Directing isn’t easy. It’s a lot of little decisions and delegating jobs to other people who you hope can execute the vision you have in mind down to the last detail. It’s communicating with actors and crew and hoping that you can bring everybody together under one unified, specific goal and sometimes, you just have to take on a little more to get the job done right.
With that in mind, Variety reports that Ben Affleck has cast himself in the lead of his next directorial effort, “Argo.” The film is based on the true story about a C.I.A. plan to rescue a group of diplomats from Tehran after the 1979 Iranian revolution by claiming that they were part of a Hollywood movie crew shooting a film in the country. Alan Arkin is on board to play Lester Siegel, a former O.S.S. spy, now a movie producer, described as “equal parts bookie and rabbi,” who helps get the fake movie rolling, with John Goodman playing the Oscar-winning “Planet of the Apes” makeup artist John Chambers who is brought in on the elaborate scheme. As for Affleck, he’ll take the central role of Tony Mendez, the CIA exfiltration expert who gets the whole scheme up and running.

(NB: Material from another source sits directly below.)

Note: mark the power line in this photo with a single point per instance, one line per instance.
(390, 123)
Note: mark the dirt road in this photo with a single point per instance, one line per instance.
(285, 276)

Affleck previously directed himself in the heist pic “The Town” and seems to listen very well to his own instructions. Still no start date just yet, but it looks like it will be imminent with casting continuing to move along steadily. Though the film will be lighter in tone than “The Town” or “Gone Baby Gone”—the fake movie stuff should be pretty amusing—it will also have a strong dose of realism too, as Affleck plans to have the actors who will play hostages live together in a “safe house” for two weeks prior to the start of filming so they can become acquainted with what their real life counterparts went through. No release date yet, but an Oscar season 2012 bow seems inevitable.